Scegliere di vivere

Foto: Biblioteca del Congresso

di Yan Patsenko, World BEYOND War, Ottobre 31, 2022

Un semplice desiderio di essere liberi dal male non è qualcosa che tutti noi in questo momento ci viene concesso. Non tutti noi siamo esenti dall'obbligo di intraprendere azioni che danneggiano gli altri. Non tutti hanno la possibilità di scegliere di vivere nel mondo di oggi. Intere comunità di persone sono inghiottite in azioni militari e nella rapida diffusione dei sentimenti che le sostengono. Sembra claustrofobico per quelli di noi che cercano modi alternativi di risoluzione dei conflitti e desiderano sfuggire ai cicli abituali di attacchi e ritorsioni. Diventa più difficile parlare del valore e della sacralità di ogni vita individuale quando ogni giorno perdiamo centinaia di persone a causa della guerra. Eppure, proprio per questi motivi, potrebbe essere di fondamentale importanza dire cosa possiamo dire a sostegno di ogni singola persona che è pronta a deporre la propria arma o si rifiuta di sceglierne una in primo luogo.

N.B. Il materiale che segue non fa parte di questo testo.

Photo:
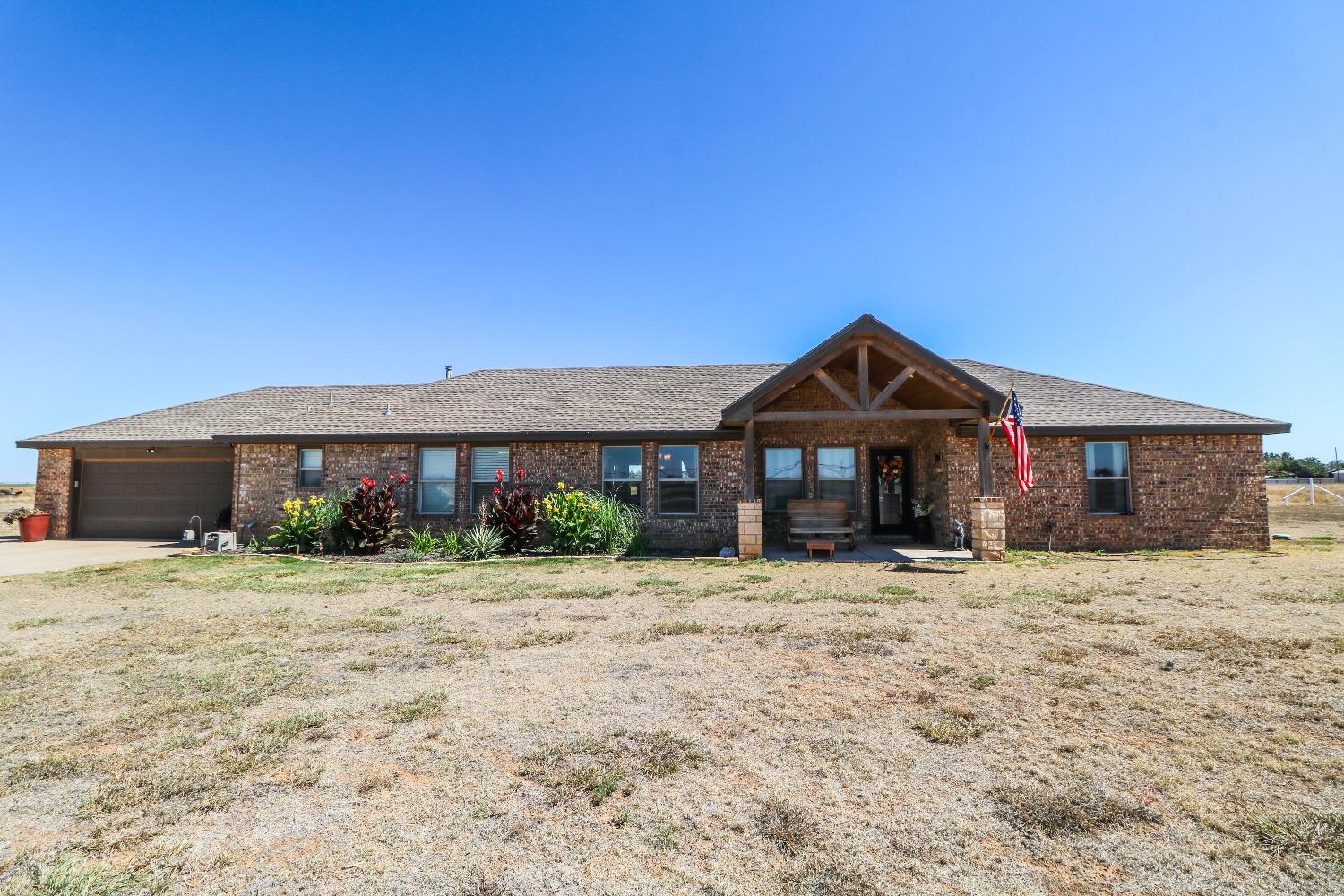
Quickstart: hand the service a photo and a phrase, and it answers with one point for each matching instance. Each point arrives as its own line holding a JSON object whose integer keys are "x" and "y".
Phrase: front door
{"x": 892, "y": 482}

C'è un diritto all'obiezione di coscienza al servizio militare derivato dai diritti umani internazionali alla libertà di pensiero, coscienza, religione o credo. Sia l'Ucraina che la Russia, così come la Bielorussia, sono attualmente in vigore molte restrizioni che non consentono o limitano fortemente il diritto dei loro cittadini all'obiezione di coscienza in base alle loro convinzioni. In questo momento, la Russia sta subendo una mobilitazione forzata e lo sono gli uomini ucraini di età compresa tra i 18 e i 60 anni non è autorizzato a lasciare il paese dal febbraio di quest'anno. Tutti e tre i paesi hanno severe misure punitive per coloro che eludono la coscrizione e il servizio militare. Le persone affrontano anni di reclusione e la mancanza di procedure e strutture indipendenti che potrebbero consentire loro di rifiutare la partecipazione alla vita militare legalmente e senza discriminazioni.

Indipendentemente dalla nostra posizione sugli eventi in Ucraina, tutti noi vorremmo avere la capacità di decidere a cosa dovrebbe servire la nostra vita. Ci sono tanti modi per contribuire al benessere delle nostre famiglie e comunità, e del mondo in generale, anche in situazioni di guerra. Costringere le persone a prendere le armi e combattere i loro vicini non è qualcosa che dovrebbe rimanere indiscusso. Possiamo rispettare l'autonomia di ogni persona nel fare le proprie scelte su come rispondere a una situazione così complessa. Ognuno di noi che può essere salvato dal perdere la vita sul campo di battaglia può diventare una potenziale fonte di nuove soluzioni e nuove visioni. Ogni dato individuo potrebbe aiutarci a trovare modi inaspettati per la creazione di una società pacifica, equa e compassionevole sperimentata e apprezzata da tutti.

Per questo vorrei condividere con voi il petizione che chiede protezione e asilo per disertori e obiettori di coscienza al servizio militare provenienti da Russia, Ucraina e Bielorussia. La petizione sosterrà l'appello al Parlamento europeo che dettaglia come questa protezione può essere concessa. Uno status di asilo offrirebbe sicurezza alle persone che sono costrette a lasciare i loro paesi di nascita scegliendo di non nuocere e di non essere danneggiate. Come ricordano gli ideatori della petizione, “con la tua firma contribuirai a dare all'appello il peso necessario”. Sarà consegnato al Parlamento europeo a Bruxelles in occasione della Giornata dei diritti umani del 10 dicembre.

Rimarrò eternamente grato a quelli di voi che prenderanno in considerazione l'idea di aggiungervi il vostro nome.